Seit Neuestem heißt die Sparte Mobil+Aktiv als eigenständige GmbH, die jährlich mehr als 15 Millionen Euro Miese macht. Vor allem wegen der Busse. Diese Defizite werden aus dem Jahres-Gewinn bezahlt, den die NVV (zu 50 Prozent im Stadteigentum) an die Kommune überweist. Der Riesenverlust schmälert seit Jahren die Gewinnausschüttung.

Bezieher von Wohngeld oder Hartz-IV-Empfänger können das Sozialticket beantragen. Auch solche, die wenig verdienen und ihren Lebensunterhalt durch Transfergelder „aufstocken“ müssen. Harre prognostiziert, dass zwar 67 000 Menschen berechtigt sind, doch nur etwa 14 Prozent von ihnen würden zum Beispiel mit dem Bus fahren.

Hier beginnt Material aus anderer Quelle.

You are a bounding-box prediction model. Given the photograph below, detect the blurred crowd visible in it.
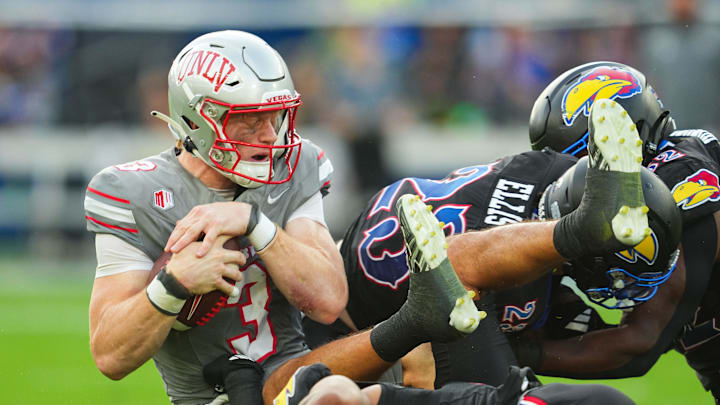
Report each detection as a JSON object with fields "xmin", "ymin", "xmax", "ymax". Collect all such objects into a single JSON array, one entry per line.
[{"xmin": 0, "ymin": 0, "xmax": 720, "ymax": 252}]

Das Sozialticket sieht vor, dass nach 19 Uhr an Wochenenden und Feiertagen maximal drei Kinder bis 14 mitfahren können. Plus einem Erwachsenen, dem Inhaber des Monatsfahrscheins. Die reguläre Karte kostet im Vergleich rund 20 Euro mehr. Grundlage der Einführung war ein gemeinsamer Antrag von CDU und Grünen im VRR.